Рассказанная Ленцем история — это и своего рода семейная сага, повествующая о расцвете и упадке одной семьи в условиях «экономического чуда» и «общества потребления», красноречиво раскрывающая особенности морально-психологического уклада жизни определенного социального слоя. По мере процветания дела, основанного и руководимого Целлером, резче выявляются нравственные контрасты, идет процесс этической дифференциации. Имущественные интересы, жажда обогащения и власти приходят постепенно в непримиримое противоречие с бескорыстием, душевной щедростью, человеческой теплотой.

Перед нами классический конфликт, нисколько не утративший своей актуальности: вокруг ожидаемого наследства бушуют страсти, материальные интересы сминают казавшуюся гладкой оболочку семейного быта. Вскипающие домашние бури обнажают всю призрачность недавнего сосуществования, выглядевшего почти мирным; эгоизм оборачивается ненавистью, и вот уже разрастается, не зная удержу, семейная вражда. Стареющий глава семьи, вложивший столько сил и труда в свой лесопитомник, связывал с ним надежды не только материальные, но и нравственные (природа как великий исцелитель и очиститель душ) и даже в определенном смысле общественно-политические (лес вместо полигона). Недаром он потратил столько нервной энергии, чтобы сломить сопротивление «ведомств». Но вот, дряхлея, приближаясь к собственному финалу, он вынужден наблюдать, как дичает душевно его младший сын, как стремление к богатству начинает определять все его поведение, весь его моральный статус. Можно считать, что в этом смысле глава семьи терпит крушение: семена добра и человечности не взошли в собственном доме. Целлер не в состоянии предотвратить процесс обесчеловечения, разрушения нравственных основ, не может остановить торжества бездуховности. Он пытается на свой лад, «чудачески», противостоять этому безостановочному угасанию человечности. Но все его попытки тщетны.

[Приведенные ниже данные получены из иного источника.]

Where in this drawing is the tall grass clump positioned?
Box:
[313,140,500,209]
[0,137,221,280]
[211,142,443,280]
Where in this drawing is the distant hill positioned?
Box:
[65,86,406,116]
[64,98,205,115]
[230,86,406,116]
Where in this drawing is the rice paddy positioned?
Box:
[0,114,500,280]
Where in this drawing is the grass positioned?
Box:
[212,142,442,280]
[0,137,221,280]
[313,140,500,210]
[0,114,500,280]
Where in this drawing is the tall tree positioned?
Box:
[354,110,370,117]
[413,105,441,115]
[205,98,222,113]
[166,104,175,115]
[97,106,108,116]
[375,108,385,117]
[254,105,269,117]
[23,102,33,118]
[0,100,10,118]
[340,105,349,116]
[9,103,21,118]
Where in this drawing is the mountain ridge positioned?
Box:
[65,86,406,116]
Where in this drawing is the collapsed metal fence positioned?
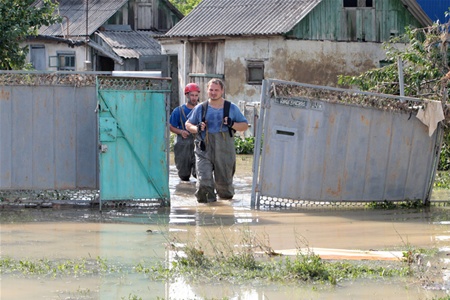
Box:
[252,80,443,207]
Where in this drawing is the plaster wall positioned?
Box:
[27,43,90,71]
[160,41,185,105]
[224,37,385,103]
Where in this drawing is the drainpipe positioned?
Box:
[397,57,405,102]
[61,16,69,39]
[84,0,92,71]
[179,41,188,105]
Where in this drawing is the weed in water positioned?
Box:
[434,171,450,189]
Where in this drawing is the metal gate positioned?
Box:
[252,80,443,207]
[97,77,170,208]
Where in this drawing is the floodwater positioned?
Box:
[0,156,450,300]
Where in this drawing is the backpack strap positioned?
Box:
[223,100,236,137]
[179,105,187,130]
[202,100,208,122]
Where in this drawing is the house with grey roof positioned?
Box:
[159,0,432,102]
[27,0,183,75]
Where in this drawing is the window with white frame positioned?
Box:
[344,0,373,7]
[49,51,75,71]
[247,59,264,84]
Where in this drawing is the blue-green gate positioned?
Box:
[97,76,170,209]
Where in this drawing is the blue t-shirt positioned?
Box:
[188,103,248,133]
[169,104,192,130]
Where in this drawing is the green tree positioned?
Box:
[170,0,202,16]
[338,22,450,170]
[338,23,450,101]
[0,0,59,70]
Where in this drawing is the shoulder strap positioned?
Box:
[179,105,187,130]
[202,100,208,122]
[223,100,236,137]
[223,100,231,118]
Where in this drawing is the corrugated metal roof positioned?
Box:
[164,0,431,38]
[96,30,161,58]
[417,0,450,24]
[401,0,433,27]
[165,0,322,37]
[35,0,128,37]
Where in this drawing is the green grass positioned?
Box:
[434,171,450,189]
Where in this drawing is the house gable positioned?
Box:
[166,0,431,41]
[286,0,423,42]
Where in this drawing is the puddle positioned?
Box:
[0,159,450,300]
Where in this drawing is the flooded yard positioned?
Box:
[0,156,450,300]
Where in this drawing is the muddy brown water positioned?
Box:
[0,156,450,300]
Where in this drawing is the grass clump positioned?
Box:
[434,171,450,189]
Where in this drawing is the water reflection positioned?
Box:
[0,159,450,300]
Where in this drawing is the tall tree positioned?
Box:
[0,0,59,70]
[338,23,450,101]
[170,0,202,16]
[338,20,450,170]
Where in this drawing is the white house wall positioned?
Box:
[160,41,187,105]
[27,43,90,71]
[225,37,385,102]
[162,37,385,103]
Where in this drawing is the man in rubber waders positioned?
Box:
[186,78,248,203]
[169,83,200,181]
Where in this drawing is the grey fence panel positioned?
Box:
[75,87,98,188]
[0,87,12,186]
[0,72,101,190]
[252,80,441,204]
[53,87,77,189]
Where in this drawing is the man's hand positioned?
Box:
[181,130,191,139]
[197,122,206,132]
[223,117,234,128]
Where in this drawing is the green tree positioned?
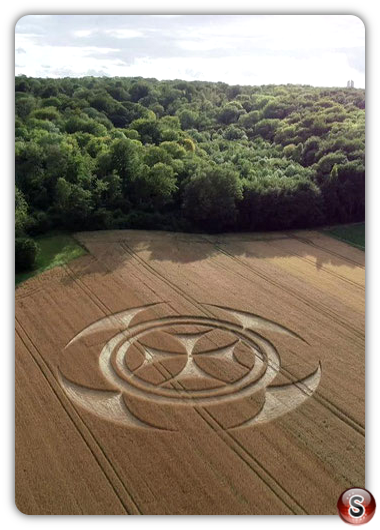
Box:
[183,167,242,231]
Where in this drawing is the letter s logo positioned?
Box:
[349,495,365,517]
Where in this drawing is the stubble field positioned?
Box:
[15,231,365,515]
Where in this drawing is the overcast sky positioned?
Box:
[15,15,365,88]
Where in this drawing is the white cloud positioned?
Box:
[16,15,365,87]
[104,29,143,39]
[74,29,95,37]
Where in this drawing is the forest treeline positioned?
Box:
[15,76,365,268]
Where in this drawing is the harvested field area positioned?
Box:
[16,231,365,515]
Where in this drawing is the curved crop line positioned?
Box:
[229,363,322,430]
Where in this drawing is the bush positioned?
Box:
[15,237,39,272]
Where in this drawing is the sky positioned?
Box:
[15,15,365,88]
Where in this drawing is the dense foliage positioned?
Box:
[15,76,365,255]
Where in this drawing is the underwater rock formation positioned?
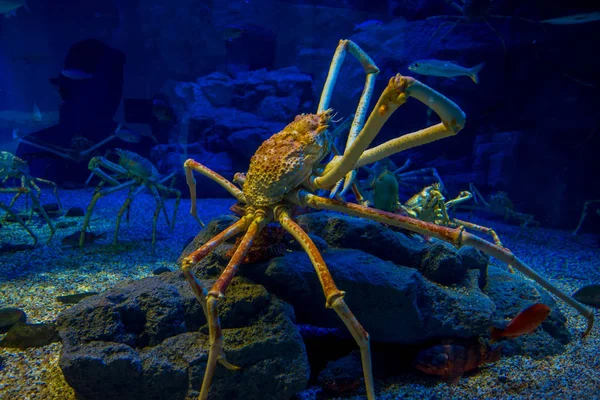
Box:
[57,212,571,400]
[58,272,309,400]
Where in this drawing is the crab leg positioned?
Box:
[27,182,56,243]
[311,74,466,189]
[199,211,268,400]
[573,200,600,235]
[33,178,62,212]
[275,209,375,400]
[157,180,181,229]
[287,190,594,337]
[79,180,135,247]
[317,40,379,198]
[0,203,38,247]
[183,158,246,226]
[181,217,252,321]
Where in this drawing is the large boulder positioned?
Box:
[58,272,309,400]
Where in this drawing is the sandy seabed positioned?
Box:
[0,189,600,400]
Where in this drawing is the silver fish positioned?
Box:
[541,11,600,25]
[60,69,94,81]
[408,59,485,83]
[0,0,29,14]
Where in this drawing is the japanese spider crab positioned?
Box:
[79,149,181,253]
[181,40,594,399]
[573,199,600,235]
[0,151,62,246]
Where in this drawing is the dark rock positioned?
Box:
[317,352,363,396]
[58,272,309,400]
[0,323,60,350]
[240,248,494,344]
[152,267,171,275]
[65,207,85,218]
[56,292,98,304]
[0,307,27,333]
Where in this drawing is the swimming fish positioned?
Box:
[60,68,94,81]
[0,0,29,14]
[413,341,502,383]
[354,19,383,32]
[573,282,600,308]
[408,59,485,83]
[61,231,106,246]
[490,303,550,343]
[115,124,142,143]
[541,11,600,25]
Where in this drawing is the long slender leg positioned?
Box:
[448,218,515,273]
[157,183,181,229]
[113,185,136,246]
[148,185,171,254]
[0,203,38,247]
[32,178,62,213]
[277,209,375,400]
[286,190,594,337]
[317,40,379,197]
[309,74,466,189]
[573,200,600,235]
[199,212,268,400]
[183,158,246,226]
[26,181,56,243]
[181,217,252,321]
[79,180,135,247]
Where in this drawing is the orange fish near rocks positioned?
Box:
[413,341,502,383]
[490,303,550,343]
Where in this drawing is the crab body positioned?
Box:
[115,149,160,182]
[0,151,62,245]
[243,110,331,206]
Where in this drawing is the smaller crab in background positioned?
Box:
[79,149,181,253]
[355,158,444,212]
[0,151,62,246]
[573,199,600,235]
[459,183,540,229]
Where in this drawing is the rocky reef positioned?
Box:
[57,212,570,400]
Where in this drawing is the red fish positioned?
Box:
[413,341,502,383]
[490,303,550,343]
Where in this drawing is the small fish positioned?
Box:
[573,282,600,308]
[413,341,502,383]
[541,11,600,25]
[0,0,30,14]
[32,103,43,122]
[408,60,485,83]
[221,25,246,42]
[60,68,94,81]
[354,19,383,32]
[490,303,550,343]
[152,99,175,122]
[61,231,106,247]
[115,124,142,143]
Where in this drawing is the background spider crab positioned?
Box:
[182,40,593,399]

Желание вознаградить преданность Бруно, единственного человека, который служил своему покровителю верой и правдой, лишь провоцирует младшего отпрыска на акт крайней, безмерной жестокости. Да и старший сын Целлера, некогда увлекавшийся бунтарскими антисобственническими идеями левого молодежного движения 60-х годов, вступается за «семейные ценности», против их «разбазаривания». И даже его прежняя, казавшаяся устойчивой покровительственная симпатия к Бруно уступает место трезвому расчету. Туманной становится и судьба сиротеющего лесопитомника — ведь если некому больше вести за него упорную борьбу, «инстанциям» куда легче вернуть войне землю, с таким трудом отнятую у нее для мира. Похоже, что «волки» и «буйволы» в этом романе могут восторжествовать. «Агнцам» не под силу сдержать натиск жестокого эгоизма, властолюбия и стяжательства.

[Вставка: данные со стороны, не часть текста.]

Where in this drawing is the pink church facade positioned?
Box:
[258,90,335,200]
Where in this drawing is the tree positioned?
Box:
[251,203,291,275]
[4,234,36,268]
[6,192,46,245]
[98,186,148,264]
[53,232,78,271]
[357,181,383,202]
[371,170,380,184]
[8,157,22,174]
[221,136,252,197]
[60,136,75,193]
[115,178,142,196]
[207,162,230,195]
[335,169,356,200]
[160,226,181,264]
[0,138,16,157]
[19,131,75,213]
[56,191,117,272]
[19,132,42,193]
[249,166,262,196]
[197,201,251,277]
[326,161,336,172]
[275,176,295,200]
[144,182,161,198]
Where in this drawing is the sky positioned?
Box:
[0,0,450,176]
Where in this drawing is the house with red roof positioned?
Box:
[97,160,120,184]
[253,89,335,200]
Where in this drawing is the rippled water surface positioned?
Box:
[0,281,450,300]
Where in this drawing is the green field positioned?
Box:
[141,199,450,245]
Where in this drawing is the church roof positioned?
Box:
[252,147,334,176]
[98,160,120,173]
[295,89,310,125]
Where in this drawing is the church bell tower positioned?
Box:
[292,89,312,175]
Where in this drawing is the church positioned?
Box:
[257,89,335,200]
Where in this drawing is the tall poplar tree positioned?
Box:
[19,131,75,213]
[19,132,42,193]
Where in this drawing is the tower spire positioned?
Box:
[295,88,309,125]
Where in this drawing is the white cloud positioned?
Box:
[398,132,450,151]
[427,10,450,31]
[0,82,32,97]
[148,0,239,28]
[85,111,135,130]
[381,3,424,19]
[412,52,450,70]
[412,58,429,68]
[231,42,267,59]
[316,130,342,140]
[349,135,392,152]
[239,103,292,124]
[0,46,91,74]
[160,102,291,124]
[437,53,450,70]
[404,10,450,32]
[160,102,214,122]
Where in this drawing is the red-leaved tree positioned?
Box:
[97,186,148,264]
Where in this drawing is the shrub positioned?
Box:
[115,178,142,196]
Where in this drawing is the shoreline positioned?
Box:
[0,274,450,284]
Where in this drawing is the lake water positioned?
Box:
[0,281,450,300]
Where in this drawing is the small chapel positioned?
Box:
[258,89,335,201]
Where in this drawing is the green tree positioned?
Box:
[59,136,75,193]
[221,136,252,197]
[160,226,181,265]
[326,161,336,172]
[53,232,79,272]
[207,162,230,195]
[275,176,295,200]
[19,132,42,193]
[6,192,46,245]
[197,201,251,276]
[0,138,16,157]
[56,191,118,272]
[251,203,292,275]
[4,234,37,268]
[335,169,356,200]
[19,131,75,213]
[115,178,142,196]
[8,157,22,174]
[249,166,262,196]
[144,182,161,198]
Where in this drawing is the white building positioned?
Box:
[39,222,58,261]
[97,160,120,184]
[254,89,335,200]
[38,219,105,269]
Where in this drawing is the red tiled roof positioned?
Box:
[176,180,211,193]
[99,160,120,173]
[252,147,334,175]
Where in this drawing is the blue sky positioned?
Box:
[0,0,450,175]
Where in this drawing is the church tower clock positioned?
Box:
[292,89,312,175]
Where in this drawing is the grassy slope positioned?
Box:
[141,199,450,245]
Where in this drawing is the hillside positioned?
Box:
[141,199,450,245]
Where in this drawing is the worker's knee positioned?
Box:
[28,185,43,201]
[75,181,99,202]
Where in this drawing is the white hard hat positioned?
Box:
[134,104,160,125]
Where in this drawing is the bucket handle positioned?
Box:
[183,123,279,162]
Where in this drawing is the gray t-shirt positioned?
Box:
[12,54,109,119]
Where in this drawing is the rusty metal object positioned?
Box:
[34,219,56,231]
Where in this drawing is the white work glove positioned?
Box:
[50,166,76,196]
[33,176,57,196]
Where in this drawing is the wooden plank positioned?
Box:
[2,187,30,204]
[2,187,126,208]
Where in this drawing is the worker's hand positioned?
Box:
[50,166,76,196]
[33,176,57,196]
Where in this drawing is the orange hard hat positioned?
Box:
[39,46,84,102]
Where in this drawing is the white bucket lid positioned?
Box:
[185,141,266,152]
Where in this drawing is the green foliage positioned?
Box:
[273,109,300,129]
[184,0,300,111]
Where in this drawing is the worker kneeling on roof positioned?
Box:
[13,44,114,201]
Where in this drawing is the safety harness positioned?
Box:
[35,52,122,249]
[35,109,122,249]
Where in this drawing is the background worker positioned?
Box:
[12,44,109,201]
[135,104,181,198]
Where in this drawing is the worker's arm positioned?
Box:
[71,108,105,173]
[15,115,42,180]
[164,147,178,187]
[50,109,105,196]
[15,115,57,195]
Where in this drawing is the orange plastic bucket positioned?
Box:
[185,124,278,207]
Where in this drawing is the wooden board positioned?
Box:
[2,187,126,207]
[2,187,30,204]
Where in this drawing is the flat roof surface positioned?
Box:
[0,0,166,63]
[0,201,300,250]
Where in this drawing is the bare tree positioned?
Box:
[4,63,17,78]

Семейная линия романа, движение которой столь беспощадно высвечивает характеры, прорисована, пожалуй, наиболее убедительно, придавая повествованию традиционную для Ленца эпическую основательность и глубину психологизма. Правда, возникают в романе внутренние разрывы, ослабляющие прочность художественной конструкции. Временами появляется ощущение, что возможности, заложенные в символике заголовка, не развернуты в полную меру, что образ леса, вытесняющего казарму, сулил больше, нежели автору удалось реализовать.

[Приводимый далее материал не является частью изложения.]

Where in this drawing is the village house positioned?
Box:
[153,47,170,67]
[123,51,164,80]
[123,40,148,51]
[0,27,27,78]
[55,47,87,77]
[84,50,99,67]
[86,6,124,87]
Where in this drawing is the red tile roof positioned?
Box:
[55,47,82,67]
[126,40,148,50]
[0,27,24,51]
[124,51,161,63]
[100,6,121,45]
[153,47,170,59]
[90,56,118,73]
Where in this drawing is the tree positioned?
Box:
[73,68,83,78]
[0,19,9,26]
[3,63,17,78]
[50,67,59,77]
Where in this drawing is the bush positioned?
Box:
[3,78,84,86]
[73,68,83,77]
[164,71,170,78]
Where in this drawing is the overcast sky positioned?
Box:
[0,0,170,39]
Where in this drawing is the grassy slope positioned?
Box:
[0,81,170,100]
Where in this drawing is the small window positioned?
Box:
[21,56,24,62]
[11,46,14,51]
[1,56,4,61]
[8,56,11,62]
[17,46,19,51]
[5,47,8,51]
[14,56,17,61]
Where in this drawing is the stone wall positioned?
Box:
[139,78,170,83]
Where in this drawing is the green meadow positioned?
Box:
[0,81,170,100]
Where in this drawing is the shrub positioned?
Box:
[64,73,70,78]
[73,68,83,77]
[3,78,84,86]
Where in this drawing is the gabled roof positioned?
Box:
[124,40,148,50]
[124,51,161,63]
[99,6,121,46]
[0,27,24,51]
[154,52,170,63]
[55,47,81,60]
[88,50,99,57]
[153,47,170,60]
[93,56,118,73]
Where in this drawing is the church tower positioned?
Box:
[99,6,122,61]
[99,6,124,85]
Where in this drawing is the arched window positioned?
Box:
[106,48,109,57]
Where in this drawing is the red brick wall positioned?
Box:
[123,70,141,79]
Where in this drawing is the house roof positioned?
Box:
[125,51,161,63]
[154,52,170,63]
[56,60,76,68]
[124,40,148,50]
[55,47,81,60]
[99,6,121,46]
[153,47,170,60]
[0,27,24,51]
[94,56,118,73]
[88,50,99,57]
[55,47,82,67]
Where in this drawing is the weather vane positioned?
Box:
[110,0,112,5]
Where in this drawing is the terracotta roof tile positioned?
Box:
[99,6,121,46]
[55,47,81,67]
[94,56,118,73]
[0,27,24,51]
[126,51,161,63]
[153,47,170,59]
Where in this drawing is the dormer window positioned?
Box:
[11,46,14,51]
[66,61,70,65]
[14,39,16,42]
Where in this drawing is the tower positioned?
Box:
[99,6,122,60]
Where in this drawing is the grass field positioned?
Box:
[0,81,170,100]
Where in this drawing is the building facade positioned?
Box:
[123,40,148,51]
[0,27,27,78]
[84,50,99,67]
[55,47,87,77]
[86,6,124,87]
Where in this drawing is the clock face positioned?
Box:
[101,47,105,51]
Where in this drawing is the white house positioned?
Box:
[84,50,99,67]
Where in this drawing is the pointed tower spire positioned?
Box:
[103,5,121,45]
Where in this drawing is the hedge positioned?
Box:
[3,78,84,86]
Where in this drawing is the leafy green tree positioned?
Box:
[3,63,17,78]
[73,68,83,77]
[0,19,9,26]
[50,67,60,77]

Это ощущение связано прежде всего с провисающим, недостаточно закрепленным в структуре романа, хотя и ключевым по замыслу сюжетным мотивом, связывающим прошлое и настоящее. Когда-то здесь, на плацу, разыгралась трагедия, подоплека которой столь характерна для недавней германской истории. Литература ФРГ дала впечатляющие свидетельства непосильной муштры, жестокости, унижения человеческого достоинства, составлявших непременную особенность фашистской казармы. Впрочем, казарменная обстановка времен более отдаленных, периода первой мировой войны, тоже калечила души, угнетала, деформировала сознание молодых немцев — как тут не вспомнить хотя бы «На Западном фронте без перемен» Ремарка. В пору нацизма, когда усиленно отлаживалась военная машина рейха, учебный плац становился местом, где изничтожалась личность и взращивался захватчик. Жестокость муштры закрепляла и ускоряла этот процесс превращения солдата, «ландсера», в оккупанта и убийцу.